Depending on the type of Novated lease you select, there may be one or more tax implications. Usually Novated agreements help people to save money on GST or Fringe Tax however, at times there may be other tax implications as well. Listed below are some details that will help you understand the tax benefits of a fully maintained and non maintained Novated lease agreement.
In the case of a fully maintained agreement, the employer and lender have the right to collect Input Tax Credit also known as ITC for the GST amount that has been included in the initial purchase cost of the selected car. The ITC is also applicable for the contract’s monthly payments and the operating cost of the vehicle. The benefits received from the ITC are passed on the end user who is the employee and this makes a fully maintained agreement, fully GST free. However, it is important to note that there may be a few limitations to this and users who want to enjoy maximum tax benefits should consider talking to a financial advisor before choosing a Novated contract.
In the case of a fully maintained lease, when the contract’s tenure is over or even in the case of early cancellation of the contract, the GST is only charged on the balloon value of the agreement. When the Novation reverts back to the end user that is the employee, the employee then becomes fully responsible for paying the GST on the residual.
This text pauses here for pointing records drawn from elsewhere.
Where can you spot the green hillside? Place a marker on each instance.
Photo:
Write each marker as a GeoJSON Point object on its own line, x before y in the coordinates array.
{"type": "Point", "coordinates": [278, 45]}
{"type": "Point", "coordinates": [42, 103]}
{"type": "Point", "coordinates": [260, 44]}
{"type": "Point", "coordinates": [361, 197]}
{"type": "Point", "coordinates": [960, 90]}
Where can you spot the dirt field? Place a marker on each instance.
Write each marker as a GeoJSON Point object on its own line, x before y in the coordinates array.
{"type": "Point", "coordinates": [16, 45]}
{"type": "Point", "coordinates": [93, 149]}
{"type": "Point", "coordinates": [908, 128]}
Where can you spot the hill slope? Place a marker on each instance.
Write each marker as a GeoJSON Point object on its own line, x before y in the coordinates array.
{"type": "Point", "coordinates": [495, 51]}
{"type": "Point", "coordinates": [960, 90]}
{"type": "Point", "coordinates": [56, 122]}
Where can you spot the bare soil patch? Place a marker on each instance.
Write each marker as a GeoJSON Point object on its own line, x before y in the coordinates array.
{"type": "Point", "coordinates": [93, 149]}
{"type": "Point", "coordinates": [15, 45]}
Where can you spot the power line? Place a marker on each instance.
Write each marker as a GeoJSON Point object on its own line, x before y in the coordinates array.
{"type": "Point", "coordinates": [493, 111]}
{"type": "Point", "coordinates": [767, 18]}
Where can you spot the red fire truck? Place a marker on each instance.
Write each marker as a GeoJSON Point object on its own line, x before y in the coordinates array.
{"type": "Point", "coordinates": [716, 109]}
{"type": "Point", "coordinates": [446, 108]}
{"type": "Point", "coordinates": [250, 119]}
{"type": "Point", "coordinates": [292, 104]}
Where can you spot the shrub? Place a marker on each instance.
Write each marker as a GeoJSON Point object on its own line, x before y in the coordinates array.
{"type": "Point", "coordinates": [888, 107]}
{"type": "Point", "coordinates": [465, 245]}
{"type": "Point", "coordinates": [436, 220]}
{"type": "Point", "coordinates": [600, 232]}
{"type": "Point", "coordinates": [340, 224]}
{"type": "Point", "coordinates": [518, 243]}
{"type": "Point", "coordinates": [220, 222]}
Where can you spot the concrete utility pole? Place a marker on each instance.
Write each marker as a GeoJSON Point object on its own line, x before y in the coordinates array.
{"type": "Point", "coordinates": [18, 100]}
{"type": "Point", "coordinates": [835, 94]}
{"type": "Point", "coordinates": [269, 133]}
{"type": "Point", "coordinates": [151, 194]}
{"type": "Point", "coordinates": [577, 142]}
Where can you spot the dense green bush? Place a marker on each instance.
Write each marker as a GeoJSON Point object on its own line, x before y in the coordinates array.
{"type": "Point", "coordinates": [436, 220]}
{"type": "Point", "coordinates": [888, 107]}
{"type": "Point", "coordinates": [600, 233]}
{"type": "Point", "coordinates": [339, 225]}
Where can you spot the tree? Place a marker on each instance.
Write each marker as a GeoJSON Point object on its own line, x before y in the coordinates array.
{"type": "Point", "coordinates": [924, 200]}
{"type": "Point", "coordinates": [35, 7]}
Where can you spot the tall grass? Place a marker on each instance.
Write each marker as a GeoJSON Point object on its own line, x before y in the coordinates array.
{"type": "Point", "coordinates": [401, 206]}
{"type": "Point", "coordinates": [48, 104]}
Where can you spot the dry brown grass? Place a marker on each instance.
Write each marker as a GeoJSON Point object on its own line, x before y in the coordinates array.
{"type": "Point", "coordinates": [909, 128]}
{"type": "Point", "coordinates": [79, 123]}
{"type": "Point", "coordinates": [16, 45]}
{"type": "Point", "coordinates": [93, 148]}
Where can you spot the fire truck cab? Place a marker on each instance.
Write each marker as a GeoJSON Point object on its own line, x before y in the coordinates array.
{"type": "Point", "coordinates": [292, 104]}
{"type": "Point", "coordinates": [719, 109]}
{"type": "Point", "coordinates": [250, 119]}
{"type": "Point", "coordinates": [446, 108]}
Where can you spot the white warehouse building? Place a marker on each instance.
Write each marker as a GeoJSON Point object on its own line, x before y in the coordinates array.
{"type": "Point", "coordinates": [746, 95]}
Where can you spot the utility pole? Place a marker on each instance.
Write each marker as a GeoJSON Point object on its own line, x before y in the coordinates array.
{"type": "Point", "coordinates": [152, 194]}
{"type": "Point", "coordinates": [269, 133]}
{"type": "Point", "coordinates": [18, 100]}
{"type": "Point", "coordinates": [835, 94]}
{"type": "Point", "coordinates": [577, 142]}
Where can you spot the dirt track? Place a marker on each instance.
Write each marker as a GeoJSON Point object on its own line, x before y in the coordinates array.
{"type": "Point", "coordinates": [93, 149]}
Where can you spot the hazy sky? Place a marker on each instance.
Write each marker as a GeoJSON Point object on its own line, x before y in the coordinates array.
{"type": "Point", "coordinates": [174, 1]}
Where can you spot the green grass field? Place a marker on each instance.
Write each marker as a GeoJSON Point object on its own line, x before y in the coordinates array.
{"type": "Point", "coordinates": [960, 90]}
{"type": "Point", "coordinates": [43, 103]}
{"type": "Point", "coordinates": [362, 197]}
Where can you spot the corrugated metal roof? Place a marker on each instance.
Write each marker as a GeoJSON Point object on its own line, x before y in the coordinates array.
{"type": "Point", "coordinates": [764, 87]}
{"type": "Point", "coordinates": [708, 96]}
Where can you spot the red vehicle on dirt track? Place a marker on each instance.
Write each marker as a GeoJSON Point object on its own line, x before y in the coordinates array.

Furthermore, in the case of fully maintained contracts, Fringe Benefit Tax is only payable on the benefits provided through the fully maintained contract and this expense is passed on from the employer to the employee who is the end user. The amount of Fringe Benefit tax charged on the contract will depend on the total number of kilometres the car has been used every year. Usually, a higher usage implies a lower Fringe Benefit Tax.
It is important to note that this Fringe Benefit Tax can also be offset through ECM that is the Employee Contribution Method. However, the effect of mileage on the user’s Fringe Benefit tax liability is supposed to be phased out soon, possibly from April 1st 2014. This will mean that the used mileage will not affect the employee’s Fringe Benefit Tax liability that results from a lease agreement.
Other than the GST on the residual value of the agreement, the remaining tax implications are valid for a Non Maintained Novated Lease Agreement. Thus, we can conclude that there are many tax implications of a Novated lease agreement and tax savings is only one of these many implications. Other benefits of opting for these lease agreements include freedom for employees to use a car that they can control and operation cost reduction for employers who do not want to invest in a fleet of vehicles for the company.